Making recurrent neural networks from scratch. Note that we will only use the fastai library on occasion. Otherwise, we will just use PyTorch

In [1]:
%reload_ext autoreload
%autoreload 2
%matplotlib inline

from fastai.io import *
from fastai.conv_learner import *
from fastai.column_data import *

## Data setup

In [2]:
PATH = 'data/lotr'

In [3]:
os.makedirs(PATH, exist_ok=True)

In [4]:
url = 'https://archive.org/download/TheLordOfTheRing1TheFellowshipOfTheRing/The%20Lord%20Of%20The%20Ring%201-The%20Fellowship%20Of%20The%20Ring_djvu.txt'
filename = 'lotrfotr.txt'
filepath = os.path.join(PATH, filename)
get_data(url, filepath)

In [5]:
text = open(filepath).read()
print(f'corpus length: {len(text)}')

corpus length: 1018701


Lets see what the first 400 characters of lord of the rings looks like

In [6]:
text[:400]

"\n“THE LORD OF THE RINGS' \n\nV*art One \n\nTHE FELLOWSHIP \nOF THE RING \n\nJ.R.R.ToIkien \n\n\n\nComplete Table of Contents \n\n\n\nForeword \n\nPrologue \n\n1 . Concerning Hobbits \n\n2. Concerning Pipe-weed \n\n3. Of the Ordering of the Shire \n\n4. Of the Finding of the Ring \n\nnote on the shire records \n\n\n\n\nBook I \n\nChapter 1 \nChapter 2 \nChapter 3 \nChapter 4 \nChapter 5 \nChapter 6 \nChapter 7 \nChapter 8 \nChapter 9 \nChap"

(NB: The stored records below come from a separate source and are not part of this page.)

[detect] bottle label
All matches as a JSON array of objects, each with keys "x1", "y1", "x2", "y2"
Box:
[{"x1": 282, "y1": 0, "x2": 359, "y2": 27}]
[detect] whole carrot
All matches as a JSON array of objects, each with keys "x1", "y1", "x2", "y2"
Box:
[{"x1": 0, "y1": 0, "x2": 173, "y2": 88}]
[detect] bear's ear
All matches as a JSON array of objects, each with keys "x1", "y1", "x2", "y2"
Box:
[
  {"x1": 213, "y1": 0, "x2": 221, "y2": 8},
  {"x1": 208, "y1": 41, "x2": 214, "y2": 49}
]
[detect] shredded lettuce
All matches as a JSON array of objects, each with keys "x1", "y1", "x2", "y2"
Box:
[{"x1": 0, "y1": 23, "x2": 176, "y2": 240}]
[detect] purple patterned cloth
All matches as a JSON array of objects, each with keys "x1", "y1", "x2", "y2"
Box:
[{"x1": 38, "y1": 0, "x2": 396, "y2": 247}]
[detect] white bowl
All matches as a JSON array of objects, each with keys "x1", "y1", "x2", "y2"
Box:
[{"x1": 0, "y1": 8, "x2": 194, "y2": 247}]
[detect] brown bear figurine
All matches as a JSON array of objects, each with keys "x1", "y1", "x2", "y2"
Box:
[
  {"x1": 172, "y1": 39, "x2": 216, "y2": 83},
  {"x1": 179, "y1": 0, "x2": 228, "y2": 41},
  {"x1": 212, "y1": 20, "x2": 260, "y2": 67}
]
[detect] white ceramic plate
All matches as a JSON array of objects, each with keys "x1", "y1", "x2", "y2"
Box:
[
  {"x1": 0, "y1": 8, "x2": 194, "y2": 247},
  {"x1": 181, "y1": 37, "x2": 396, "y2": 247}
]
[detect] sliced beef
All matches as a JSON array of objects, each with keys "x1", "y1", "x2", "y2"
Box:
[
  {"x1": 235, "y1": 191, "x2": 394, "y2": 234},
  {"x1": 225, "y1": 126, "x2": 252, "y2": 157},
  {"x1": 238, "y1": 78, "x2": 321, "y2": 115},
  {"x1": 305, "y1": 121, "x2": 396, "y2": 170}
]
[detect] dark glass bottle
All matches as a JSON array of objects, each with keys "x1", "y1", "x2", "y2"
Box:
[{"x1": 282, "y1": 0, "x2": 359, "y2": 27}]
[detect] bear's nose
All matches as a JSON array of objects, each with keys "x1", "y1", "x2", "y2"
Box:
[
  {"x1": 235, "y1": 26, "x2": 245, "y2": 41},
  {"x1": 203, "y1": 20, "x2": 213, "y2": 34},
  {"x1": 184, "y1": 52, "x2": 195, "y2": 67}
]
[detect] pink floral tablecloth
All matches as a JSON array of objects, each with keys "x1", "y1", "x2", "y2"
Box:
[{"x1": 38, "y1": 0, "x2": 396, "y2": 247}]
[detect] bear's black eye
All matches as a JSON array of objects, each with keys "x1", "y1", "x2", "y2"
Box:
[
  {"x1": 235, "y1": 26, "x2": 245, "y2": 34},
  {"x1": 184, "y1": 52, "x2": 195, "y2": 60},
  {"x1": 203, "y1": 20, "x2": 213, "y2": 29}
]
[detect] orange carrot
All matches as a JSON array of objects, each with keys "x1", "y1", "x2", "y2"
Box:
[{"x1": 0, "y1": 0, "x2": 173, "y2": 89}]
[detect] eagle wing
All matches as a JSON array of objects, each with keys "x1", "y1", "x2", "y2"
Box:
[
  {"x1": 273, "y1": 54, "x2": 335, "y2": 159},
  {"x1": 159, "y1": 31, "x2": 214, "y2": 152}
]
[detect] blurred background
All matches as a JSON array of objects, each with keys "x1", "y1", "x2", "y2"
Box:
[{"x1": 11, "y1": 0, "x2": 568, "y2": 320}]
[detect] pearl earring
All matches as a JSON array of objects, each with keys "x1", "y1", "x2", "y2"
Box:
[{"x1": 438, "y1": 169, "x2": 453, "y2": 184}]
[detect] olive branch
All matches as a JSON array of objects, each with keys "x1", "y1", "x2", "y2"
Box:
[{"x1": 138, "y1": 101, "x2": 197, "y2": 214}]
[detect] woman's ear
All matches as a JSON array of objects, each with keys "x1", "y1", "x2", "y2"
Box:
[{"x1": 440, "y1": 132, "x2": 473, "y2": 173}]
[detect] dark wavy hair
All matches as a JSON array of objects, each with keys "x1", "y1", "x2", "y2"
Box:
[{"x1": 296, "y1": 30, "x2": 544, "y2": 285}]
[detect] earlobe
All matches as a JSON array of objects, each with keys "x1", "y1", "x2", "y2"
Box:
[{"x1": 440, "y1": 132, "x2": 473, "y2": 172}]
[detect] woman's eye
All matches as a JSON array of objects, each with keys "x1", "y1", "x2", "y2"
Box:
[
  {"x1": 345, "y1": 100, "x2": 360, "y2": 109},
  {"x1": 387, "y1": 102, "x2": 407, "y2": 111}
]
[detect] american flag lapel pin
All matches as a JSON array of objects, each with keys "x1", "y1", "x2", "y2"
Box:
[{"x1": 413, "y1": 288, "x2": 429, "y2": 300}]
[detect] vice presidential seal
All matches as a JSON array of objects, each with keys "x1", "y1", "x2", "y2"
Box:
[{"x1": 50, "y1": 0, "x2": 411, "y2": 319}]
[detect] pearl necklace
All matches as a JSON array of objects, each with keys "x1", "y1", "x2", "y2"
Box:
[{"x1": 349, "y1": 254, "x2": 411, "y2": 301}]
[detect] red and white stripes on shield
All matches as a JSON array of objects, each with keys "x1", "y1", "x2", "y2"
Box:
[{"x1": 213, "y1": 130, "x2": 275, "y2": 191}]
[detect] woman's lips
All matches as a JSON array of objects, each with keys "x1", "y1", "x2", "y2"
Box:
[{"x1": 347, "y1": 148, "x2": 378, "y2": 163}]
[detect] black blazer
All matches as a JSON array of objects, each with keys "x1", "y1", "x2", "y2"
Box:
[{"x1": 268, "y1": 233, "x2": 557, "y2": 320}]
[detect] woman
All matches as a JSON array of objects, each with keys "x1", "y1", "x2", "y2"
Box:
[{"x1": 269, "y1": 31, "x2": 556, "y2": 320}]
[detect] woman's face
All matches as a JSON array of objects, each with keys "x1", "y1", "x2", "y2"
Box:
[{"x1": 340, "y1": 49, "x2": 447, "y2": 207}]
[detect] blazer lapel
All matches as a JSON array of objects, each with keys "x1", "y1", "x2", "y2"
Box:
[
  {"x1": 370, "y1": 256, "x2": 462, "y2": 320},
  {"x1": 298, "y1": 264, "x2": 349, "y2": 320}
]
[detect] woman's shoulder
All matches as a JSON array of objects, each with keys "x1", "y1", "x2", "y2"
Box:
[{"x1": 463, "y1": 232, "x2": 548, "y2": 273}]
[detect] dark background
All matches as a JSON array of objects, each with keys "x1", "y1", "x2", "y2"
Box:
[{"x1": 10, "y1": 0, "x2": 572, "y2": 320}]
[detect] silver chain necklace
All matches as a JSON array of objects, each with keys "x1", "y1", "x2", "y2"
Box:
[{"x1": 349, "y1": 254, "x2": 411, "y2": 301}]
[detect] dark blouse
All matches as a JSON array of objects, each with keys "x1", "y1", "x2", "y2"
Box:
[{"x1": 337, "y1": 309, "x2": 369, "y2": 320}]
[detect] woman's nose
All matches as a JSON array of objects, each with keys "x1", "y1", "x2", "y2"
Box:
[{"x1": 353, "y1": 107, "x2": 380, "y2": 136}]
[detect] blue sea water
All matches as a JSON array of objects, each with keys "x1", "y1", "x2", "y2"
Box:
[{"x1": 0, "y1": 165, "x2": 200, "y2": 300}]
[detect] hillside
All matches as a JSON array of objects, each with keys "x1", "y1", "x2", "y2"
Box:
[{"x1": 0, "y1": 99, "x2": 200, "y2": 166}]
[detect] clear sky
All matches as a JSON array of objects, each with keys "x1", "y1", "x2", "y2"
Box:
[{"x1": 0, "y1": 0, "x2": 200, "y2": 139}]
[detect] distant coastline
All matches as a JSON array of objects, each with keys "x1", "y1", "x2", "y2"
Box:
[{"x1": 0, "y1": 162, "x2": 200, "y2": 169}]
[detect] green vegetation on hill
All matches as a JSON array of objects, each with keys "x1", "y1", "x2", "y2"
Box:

Now create a list of all unique characters that are seen somewhere in the book

In [7]:
chars = sorted(list(set(text)))
n_vocab = len(chars) + 1
print(f'num chars: {n_vocab + 1}')

num chars: 85


In [8]:
chars.insert(0, '\0')
' '.join(chars)

'\x00 \n   ! " \' ( ) * , - . / 0 1 2 3 4 5 6 7 8 9 : ; = ? A B C D E F G H I J K L M N O P Q R S T U V W X Y Z _ a b c d e f g h i j k l m n o p q r s t u v w x y z ® — ’ “'

Create maps from:  
* chars to indices
* indices to chars

In [9]:
char_indices = {c:i for i, c in enumerate(chars)}
indices_char = {i:c for i, c in enumerate(chars)}

idx is the index equivalent of each character in text

In [10]:
idx = [char_indices[c] for c in text]
print(idx[:10])

[1, 83, 46, 34, 31, 2, 38, 41, 44, 30]


we can convert idx back to character format using indices_char, this is exactly the same as the text variable

In [11]:
''.join(indices_char[i] for i in idx[:100])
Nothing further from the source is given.